I stared down at the piles of paper. Was I going to have to put M. in it now? What did she mean, I needed help?
“Rintrah and I are partners in this, M.”
“So, what if you told him to go fuck himself, mmm? He gone say, Oh, you right, Eli, I shall! And sorry for the intrusion?” She snorted and started to giggle. I tried not to smile.
“We want the same thing, M., and if he thinks he got to threaten me and insult me to get it done, I don’t mind much. It gone all be all right in the end, and I can’t do this alone.”

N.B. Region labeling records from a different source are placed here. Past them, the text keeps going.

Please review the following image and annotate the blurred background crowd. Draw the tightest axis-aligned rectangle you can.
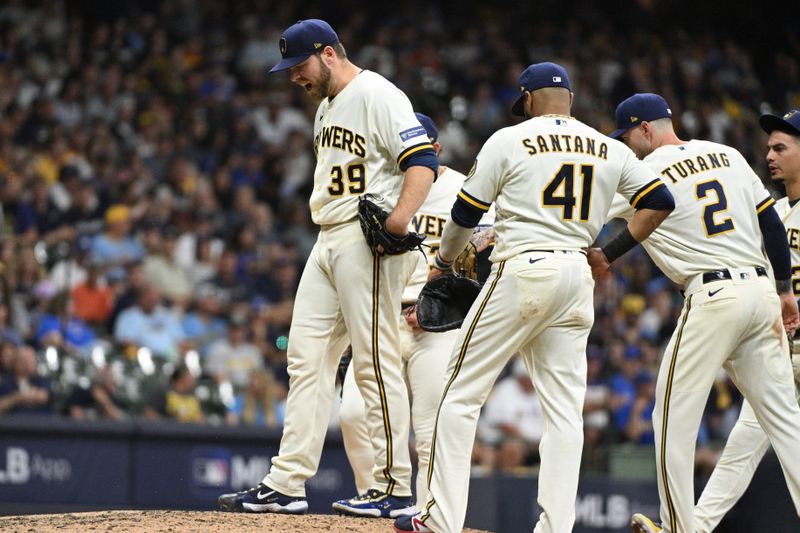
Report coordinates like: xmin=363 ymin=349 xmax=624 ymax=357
xmin=0 ymin=0 xmax=800 ymax=471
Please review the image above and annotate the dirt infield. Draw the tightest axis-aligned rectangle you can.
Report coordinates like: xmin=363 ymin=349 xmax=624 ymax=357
xmin=0 ymin=511 xmax=494 ymax=533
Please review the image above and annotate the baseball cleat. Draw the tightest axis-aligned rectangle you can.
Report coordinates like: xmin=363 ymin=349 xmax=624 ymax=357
xmin=394 ymin=513 xmax=433 ymax=533
xmin=333 ymin=489 xmax=417 ymax=516
xmin=217 ymin=483 xmax=308 ymax=514
xmin=631 ymin=513 xmax=661 ymax=533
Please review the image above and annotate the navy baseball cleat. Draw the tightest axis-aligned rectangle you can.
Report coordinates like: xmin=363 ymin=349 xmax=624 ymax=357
xmin=333 ymin=489 xmax=417 ymax=518
xmin=394 ymin=513 xmax=433 ymax=533
xmin=631 ymin=513 xmax=661 ymax=533
xmin=217 ymin=483 xmax=308 ymax=514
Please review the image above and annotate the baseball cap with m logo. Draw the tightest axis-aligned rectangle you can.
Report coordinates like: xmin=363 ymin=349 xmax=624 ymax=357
xmin=270 ymin=19 xmax=339 ymax=72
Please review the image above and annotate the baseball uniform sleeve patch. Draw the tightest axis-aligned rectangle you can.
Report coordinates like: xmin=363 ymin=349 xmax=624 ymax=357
xmin=400 ymin=126 xmax=428 ymax=143
xmin=631 ymin=178 xmax=664 ymax=207
xmin=756 ymin=196 xmax=775 ymax=214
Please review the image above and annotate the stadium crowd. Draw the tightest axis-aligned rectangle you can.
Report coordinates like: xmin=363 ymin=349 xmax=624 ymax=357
xmin=0 ymin=0 xmax=800 ymax=469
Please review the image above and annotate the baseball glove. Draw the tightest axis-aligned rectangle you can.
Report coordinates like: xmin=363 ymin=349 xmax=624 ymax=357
xmin=453 ymin=228 xmax=494 ymax=282
xmin=417 ymin=275 xmax=481 ymax=332
xmin=358 ymin=194 xmax=425 ymax=255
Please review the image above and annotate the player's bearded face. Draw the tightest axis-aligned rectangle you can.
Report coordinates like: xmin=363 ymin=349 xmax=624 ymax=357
xmin=622 ymin=126 xmax=653 ymax=159
xmin=767 ymin=131 xmax=800 ymax=180
xmin=291 ymin=55 xmax=333 ymax=99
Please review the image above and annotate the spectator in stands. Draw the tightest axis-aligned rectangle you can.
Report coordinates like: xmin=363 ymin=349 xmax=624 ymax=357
xmin=14 ymin=176 xmax=63 ymax=243
xmin=0 ymin=345 xmax=52 ymax=415
xmin=205 ymin=312 xmax=264 ymax=390
xmin=480 ymin=358 xmax=544 ymax=471
xmin=211 ymin=249 xmax=253 ymax=309
xmin=624 ymin=370 xmax=656 ymax=444
xmin=91 ymin=204 xmax=144 ymax=267
xmin=105 ymin=263 xmax=147 ymax=333
xmin=226 ymin=369 xmax=286 ymax=427
xmin=181 ymin=285 xmax=228 ymax=359
xmin=0 ymin=300 xmax=22 ymax=346
xmin=144 ymin=365 xmax=206 ymax=424
xmin=64 ymin=366 xmax=127 ymax=420
xmin=72 ymin=257 xmax=115 ymax=331
xmin=114 ymin=285 xmax=185 ymax=361
xmin=144 ymin=225 xmax=192 ymax=309
xmin=583 ymin=346 xmax=611 ymax=468
xmin=0 ymin=340 xmax=19 ymax=379
xmin=36 ymin=291 xmax=97 ymax=355
xmin=609 ymin=346 xmax=642 ymax=438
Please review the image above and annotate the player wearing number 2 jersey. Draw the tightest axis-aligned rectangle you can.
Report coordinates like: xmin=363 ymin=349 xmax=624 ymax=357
xmin=395 ymin=63 xmax=673 ymax=533
xmin=590 ymin=93 xmax=800 ymax=533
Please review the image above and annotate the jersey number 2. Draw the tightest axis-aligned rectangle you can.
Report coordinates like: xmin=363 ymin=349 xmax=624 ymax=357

“Hmmpf. Now I’m just a stupid streetwalking tater eater, that’s true, but I read them papers right there and I don’t see where you come to find that you and the dwarf got the same interests. Seems the dwarf wants the man Sebastien’s head served up to him, and he gone use you to do it. You gone to lead that man to his death? That’s what you in it fer?”
I put my hand down flat on Hood’s manuscript, like I’d get the answer up through the pads of my fingers and into my blood. No use.
“No.”
She shook out her hair and wrenched it up in a knot on her head quick, nearly too quick for me to see how the hell she did it. She frowned and stepped out of the bed and into one of my shirts and a pair of my pants. She looked as if she’d been swallowed up in my clothes. She glared, and then let her eyes soften a little, like she’d temporarily forgotten that the world had changed overnight. She came around and sat at the edge of the bed nearest me, her hands soft and still in her lap.
“No, that’s right, I reckon. You made a promise to a dying man, and I reckon that you don’t got no business with anything else but seeing that you keep that promise.”
“When did you start thinking you could give out orders to me?”
“I’m just saying what already writ down on those papers. You made that promise, not me.”
I liked her ordering me around. She was prettier than Rintrah, looked better in pants. She went on.
“And from what I can tell, whatever or whoever this Paschal was, he ain’t no concern of yours. You’re just stickin’ your nose in.”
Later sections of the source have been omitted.